- Mothala Location in Gujarat, India Mothala Mothala (India)
- Coordinates: 23°12′41″N 069°07′59″E﻿ / ﻿23.21139°N 69.13306°E
- Country: India
- State: Gujarat
- District: Kutch
- Taluka: Abdasa

Population (2001)
- • Total: 3,443
- Time zone: UTC+5:30 (IST)
- Vehicle registration: GJ-
- Lok Sabha constituency: Kachchh
- Vidhan Sabha constituency: Abdasa
- Website: gujaratindia.com

= Mothala, Gujarat =

Mothala is a panchayat village in Gujarat, India. Administratively it is under Abdasa Taluka, Kutch District, Gujarat.

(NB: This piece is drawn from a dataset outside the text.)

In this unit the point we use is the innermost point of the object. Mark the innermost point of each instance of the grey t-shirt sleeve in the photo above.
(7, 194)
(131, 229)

Mothala is 23 km by road northeast of the village of Kothara, and 33 km by road southwest of the village of Nakhatrana. Mothala is located on the rail line from Bhuj to Naliya; formerly military only, it now carries commercial freight and passengers, and is scheduled to be upgraded from metre to broad gauge.

== Demographics ==
In the 2001 census, the village of Mothala had 3,443 inhabitants, with 1,722 males (50.0%) and 1,721 females (50.0%), for a gender ratio of 999 females per thousand males.